The Role of Nephrectomy with Immunotherapy in Metastatic Renal Cell Carcinoma - Dimitrios Makrakis
February 29, 2024
Dimitrios Makrakis presents a significant meta-analysis exploring the role of cytoreductive nephrectomy in patients undergoing immune checkpoint inhibition for metastatic renal cell carcinoma. This study, a substantial effort involving 2,319 patients, sought to address the gap in understanding post-CARMENA, focusing on outcomes in the era of immune checkpoint inhibitors. The analysis, utilizing individual patient data (IPD) for a deeper, more nuanced examination, reveals that patients who underwent cytoreductive nephrectomy alongside immune checkpoint inhibitors exhibited notably improved survival outcomes. This research underscores the potential benefits of cytoreductive nephrectomy in select patients with favorable risk profiles, advocating for randomized trials to further clarify its role in contemporary treatment paradigms.
Biographies:
Dimitrios Makrakis, MD, Jacobi Medical Center, Albert Einstein College of Medicine, Bronx, NY
Daniel George, MD, Medical Oncologist, Professor, Departments of Medicine and Surgery, Duke Cancer Institute, Duke University, Durham, NC
Biographies:
Dimitrios Makrakis, MD, Jacobi Medical Center, Albert Einstein College of Medicine, Bronx, NY
Daniel George, MD, Medical Oncologist, Professor, Departments of Medicine and Surgery, Duke Cancer Institute, Duke University, Durham, NC
Read the Full Video Transcript
Daniel George: Hi, I'm Dr. Dan George from Duke, and it's my pleasure on behalf of UroToday here at GU ASCO '24 to introduce you to my guest today, Dimitrios Makrakis from Jacobi Einstein Hospital in New York City, who just presented his poster on behalf of his co-authors on a meta-analysis with individual patient data on the role of nephrectomy, specifically cytoreductive nephrectomy, in patients on immune checkpoint inhibition. Dimitrios, walk us through a little bit your data and why you did this study and what you found.
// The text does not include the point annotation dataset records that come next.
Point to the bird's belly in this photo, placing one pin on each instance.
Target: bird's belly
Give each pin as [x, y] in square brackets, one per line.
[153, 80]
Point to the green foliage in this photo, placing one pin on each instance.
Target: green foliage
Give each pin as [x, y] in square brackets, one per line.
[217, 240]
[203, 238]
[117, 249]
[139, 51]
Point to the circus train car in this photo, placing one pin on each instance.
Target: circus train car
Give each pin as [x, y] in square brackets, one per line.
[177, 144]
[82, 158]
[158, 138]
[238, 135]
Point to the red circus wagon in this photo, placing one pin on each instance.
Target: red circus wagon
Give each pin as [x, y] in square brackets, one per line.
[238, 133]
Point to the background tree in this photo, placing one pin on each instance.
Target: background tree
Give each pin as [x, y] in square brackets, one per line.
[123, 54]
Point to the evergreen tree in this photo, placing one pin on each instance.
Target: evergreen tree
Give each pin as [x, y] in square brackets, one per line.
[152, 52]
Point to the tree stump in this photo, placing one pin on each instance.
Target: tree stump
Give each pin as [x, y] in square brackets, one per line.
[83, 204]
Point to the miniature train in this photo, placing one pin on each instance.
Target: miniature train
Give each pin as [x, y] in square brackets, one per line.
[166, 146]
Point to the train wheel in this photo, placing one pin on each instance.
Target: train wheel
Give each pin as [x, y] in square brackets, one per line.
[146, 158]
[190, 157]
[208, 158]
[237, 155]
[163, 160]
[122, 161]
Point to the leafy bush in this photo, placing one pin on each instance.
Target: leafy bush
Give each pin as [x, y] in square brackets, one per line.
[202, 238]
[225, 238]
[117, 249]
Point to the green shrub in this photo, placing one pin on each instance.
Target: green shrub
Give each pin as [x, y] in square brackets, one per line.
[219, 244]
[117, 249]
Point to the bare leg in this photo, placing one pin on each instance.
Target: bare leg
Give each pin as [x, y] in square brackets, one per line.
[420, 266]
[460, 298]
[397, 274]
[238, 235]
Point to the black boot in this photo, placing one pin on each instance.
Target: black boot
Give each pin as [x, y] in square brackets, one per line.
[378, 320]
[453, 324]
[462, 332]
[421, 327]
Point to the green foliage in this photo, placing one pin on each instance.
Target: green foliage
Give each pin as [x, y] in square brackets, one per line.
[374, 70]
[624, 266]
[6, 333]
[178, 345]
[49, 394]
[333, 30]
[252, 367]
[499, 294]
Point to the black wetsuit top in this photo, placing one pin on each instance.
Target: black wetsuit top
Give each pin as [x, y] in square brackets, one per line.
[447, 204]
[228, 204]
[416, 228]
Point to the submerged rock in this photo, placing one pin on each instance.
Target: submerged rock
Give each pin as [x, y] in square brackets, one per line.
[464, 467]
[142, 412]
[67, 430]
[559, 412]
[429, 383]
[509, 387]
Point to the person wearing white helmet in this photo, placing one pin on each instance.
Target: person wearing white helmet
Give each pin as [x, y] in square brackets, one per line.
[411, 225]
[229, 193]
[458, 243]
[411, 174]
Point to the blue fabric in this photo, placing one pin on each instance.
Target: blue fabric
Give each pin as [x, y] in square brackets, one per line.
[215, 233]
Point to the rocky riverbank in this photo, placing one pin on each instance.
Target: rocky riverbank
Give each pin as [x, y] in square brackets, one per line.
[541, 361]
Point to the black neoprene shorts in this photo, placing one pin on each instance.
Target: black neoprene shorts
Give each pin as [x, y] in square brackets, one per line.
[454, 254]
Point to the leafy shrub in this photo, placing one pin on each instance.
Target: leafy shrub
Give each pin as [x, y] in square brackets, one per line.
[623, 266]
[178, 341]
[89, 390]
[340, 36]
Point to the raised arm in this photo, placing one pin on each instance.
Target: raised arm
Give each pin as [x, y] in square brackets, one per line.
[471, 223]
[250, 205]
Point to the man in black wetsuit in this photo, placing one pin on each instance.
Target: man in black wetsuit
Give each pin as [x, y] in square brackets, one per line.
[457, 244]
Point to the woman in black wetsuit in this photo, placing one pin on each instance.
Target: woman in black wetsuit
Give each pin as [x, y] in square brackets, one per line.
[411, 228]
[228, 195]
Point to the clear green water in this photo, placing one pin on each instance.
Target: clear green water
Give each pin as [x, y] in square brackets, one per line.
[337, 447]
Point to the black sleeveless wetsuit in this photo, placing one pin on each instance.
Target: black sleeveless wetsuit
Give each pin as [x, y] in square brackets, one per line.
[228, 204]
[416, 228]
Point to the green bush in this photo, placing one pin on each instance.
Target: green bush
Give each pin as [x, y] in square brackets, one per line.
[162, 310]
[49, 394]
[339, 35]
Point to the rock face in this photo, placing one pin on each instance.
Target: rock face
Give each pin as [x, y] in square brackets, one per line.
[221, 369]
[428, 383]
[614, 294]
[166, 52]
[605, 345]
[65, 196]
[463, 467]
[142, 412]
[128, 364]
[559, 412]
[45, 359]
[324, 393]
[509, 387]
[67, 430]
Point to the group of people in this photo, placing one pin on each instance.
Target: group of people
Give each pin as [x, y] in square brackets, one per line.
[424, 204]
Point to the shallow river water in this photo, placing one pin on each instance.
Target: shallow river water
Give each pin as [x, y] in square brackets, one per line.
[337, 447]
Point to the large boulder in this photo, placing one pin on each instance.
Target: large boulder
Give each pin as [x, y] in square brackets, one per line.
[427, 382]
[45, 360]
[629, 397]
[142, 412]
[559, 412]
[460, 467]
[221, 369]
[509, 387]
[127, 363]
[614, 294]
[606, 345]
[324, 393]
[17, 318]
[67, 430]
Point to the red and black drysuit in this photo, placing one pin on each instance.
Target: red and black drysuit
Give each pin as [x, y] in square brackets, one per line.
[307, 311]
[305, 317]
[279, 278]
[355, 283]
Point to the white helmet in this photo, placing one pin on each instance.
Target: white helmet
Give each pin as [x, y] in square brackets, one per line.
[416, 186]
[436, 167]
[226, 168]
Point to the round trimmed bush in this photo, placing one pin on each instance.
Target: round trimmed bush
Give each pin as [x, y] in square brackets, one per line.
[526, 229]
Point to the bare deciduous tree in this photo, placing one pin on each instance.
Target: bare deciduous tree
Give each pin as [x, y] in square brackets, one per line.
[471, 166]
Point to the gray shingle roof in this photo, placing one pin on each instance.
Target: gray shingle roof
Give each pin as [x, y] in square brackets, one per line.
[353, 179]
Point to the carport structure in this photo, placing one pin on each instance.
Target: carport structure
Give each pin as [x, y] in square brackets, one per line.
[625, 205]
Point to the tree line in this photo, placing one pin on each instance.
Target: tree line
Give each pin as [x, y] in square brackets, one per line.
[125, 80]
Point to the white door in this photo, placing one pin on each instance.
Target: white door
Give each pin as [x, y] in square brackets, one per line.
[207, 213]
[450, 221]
Dimitrios Makrakis: Thank you for having me. It's a great pleasure to be here. We were looking at the recent evidence on cytoreductive nephrectomy in targeted therapy for metastatic renal cell carcinoma. Then we realized that we are not sure there's enough data and information on the role of CN in patients that are treated with immune checkpoint inhibitors. We decided to do this meta-analysis that uses individual patient data, we're going to talk about this, to gather the evidence and see where we stand currently on the information we have for this.
Daniel George: Okay, great. Just to put this in context, a few years ago we had the CARMENA data that showed that, hey, you know what, now in the setting of really effective targeted therapy, maybe there isn't necessarily a need and role for cytoreductive nephrectomy. Tell us a little bit about your methodology and what you found here.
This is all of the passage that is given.